Tensión en Medio Oriente dispara precio de tiquetes aéreos hasta 14 % desde Colombia

La inestabilidad geopolítica en Medio Oriente ha elevado los precios del petróleo, lo que se traduce directamente en aumentos en las tarifas aéreas. Según datos del metabuscador Viajala, los tiquetes desde Colombia subieron en promedio 14 por ciento entre febrero y marzo. El combustible representa cerca del 29 por ciento de los costos operativos de las aerolíneas, haciendo que cualquier variación en el precio del crudo impacte inmediatamente en lo que pagan los pasajeros. A nivel global, se estima que 135 millones de viajes están en riesgo este año.
La tensión geopolítica en Medio Oriente ha encendido las alarmas en la industria aérea mundial.

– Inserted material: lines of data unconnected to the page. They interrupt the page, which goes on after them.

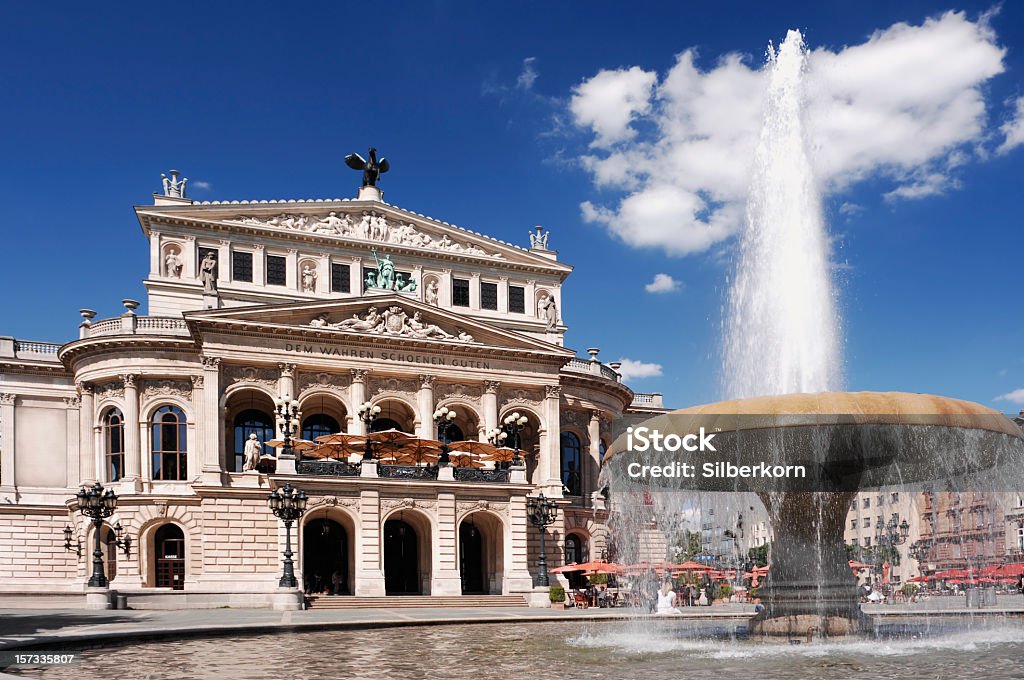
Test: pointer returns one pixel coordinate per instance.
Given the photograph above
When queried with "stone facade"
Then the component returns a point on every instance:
(155, 407)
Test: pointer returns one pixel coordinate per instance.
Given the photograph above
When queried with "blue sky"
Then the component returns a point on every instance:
(499, 118)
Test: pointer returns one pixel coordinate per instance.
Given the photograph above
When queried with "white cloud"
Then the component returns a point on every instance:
(663, 284)
(1013, 130)
(632, 370)
(1016, 396)
(609, 100)
(906, 104)
(527, 75)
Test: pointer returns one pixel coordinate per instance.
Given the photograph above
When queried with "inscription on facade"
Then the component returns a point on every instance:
(385, 355)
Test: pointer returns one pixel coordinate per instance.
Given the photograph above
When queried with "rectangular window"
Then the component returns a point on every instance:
(460, 292)
(242, 265)
(488, 296)
(276, 268)
(340, 279)
(517, 299)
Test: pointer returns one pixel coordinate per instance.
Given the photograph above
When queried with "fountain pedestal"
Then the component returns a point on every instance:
(810, 588)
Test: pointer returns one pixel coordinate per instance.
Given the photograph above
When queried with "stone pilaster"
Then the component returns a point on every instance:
(133, 445)
(87, 453)
(488, 402)
(425, 408)
(593, 468)
(6, 441)
(206, 395)
(444, 575)
(550, 468)
(357, 394)
(369, 574)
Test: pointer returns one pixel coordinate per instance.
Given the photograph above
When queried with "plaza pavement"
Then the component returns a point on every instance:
(68, 629)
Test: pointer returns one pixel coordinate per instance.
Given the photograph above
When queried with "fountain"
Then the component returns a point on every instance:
(781, 338)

El conflicto y la incertidumbre sobre el suministro de petróleo han provocado que el crudo se encarezca significativamente, presionando directamente los costos de operación de las aerolíneas y, en consecuencia, el bolsillo de los viajeros.
En Colombia, el impacto ya es visible. De acuerdo con datos del metabuscador Viajala, entre el 18 de febrero y el 18 de marzo se registró un aumento promedio del 14 por ciento en el precio de los tiquetes aéreos hacia los principales destinos nacionales e internacionales. Las aerolíneas no subieron sus tarifas de manera uniforme: Latam lideró con un incremento del 17,5 por ciento, seguida por Copa con 8 por ciento, Wingo con 7,5 por ciento, y Clic también con 8 por ciento. Avianca aumentó 4 por ciento, Satena 3 por ciento, mientras que JetSmart logró mantener la estabilidad en sus precios. "La guerra lleva al mundo a una crisis global de energía y de combustible, que es responsable de cerca de un tercio de la formación de precios de los tiquetes aéreos", explica Felipe Alarcón, director comercial de Viajala. "El impacto de un evento de esta magnitud es prácticamente inmediato en los precios".
La razón es técnica pero importante de entender. El combustible para aviones representa aproximadamente el 29 por ciento del costo total de operar un vuelo. Cuando el precio del petróleo sube, las aerolíneas no pueden absorber esa diferencia y la trasladan a los pasajeros. Según Paula Bernal, country manager de la IATA (Asociación Internacional de Transporte Aéreo) en Colombia, "los costos de las aerolíneas son altamente variables y están determinados por los cambios en el precio del combustible, los impuestos y la mano de obra. En particular, los costos del combustible dependen en gran medida de las variaciones en el precio del barril de petróleo a nivel global".
Lo preocupante para los expertos no es solo el nivel absoluto del precio, sino su volatilidad. La IATA advierte que los cambios "bruscos e impredecibles" son más difíciles de gestionar comercialmente para las empresas. El conflicto ha elevado los precios hasta en un 200 por ciento en algunos mercados, aunque la reactivación parcial del tránsito en el estrecho de Ormuz (por donde pasa cerca del 20 por ciento del consumo mundial de petróleo) ha brindado algo de alivio.
A escala global, las consecuencias son mayores. El Consejo Mundial de Viajes y Turismo estima que 135 millones de viajes están en riesgo en 2026 por la reducción de capacidad de vuelos y restricciones del espacio aéreo. Más de 526.000 pasajeros diarios no están viajando, lo que afecta la conectividad entre Asia, Europa y África. Además, cuando hay alertas de viaje por seguridad, las aseguradoras pueden dejar de cubrir a los viajeros, desincentivando aún más los desplazamientos.
Para Colombia, la situación añade presión. Viajala subraya que la alta carga tributaria y el alza del petróleo derivada del conflicto "presionan los costos del sector aéreo colombiano, afectando la demanda y la competitividad". Las aerolíneas han anunciado que estos incrementos son temporales, pero no tienen plazo definido debido a la incertidumbre sobre cómo evolucionará el conflicto.
Históricos muestran que el sector puede recuperarse. Gloria Guevara, presidenta y CEO del Consejo Mundial de Viajes y Turismo, señala que "la historia demuestra que el sector puede recuperarse rápidamente, sobre todo cuando los gobiernos apoyan a los viajeros mediante asistencia hotelera o repatriación. Nuestro análisis de crisis anteriores demuestra que los incidentes relacionados con la seguridad suelen registrar los tiempos de recuperación turística más rápidos, en algunos casos tan pronto como en dos meses, cuando los gobiernos y la industria trabajan juntos para restablecer la confianza de los viajeros".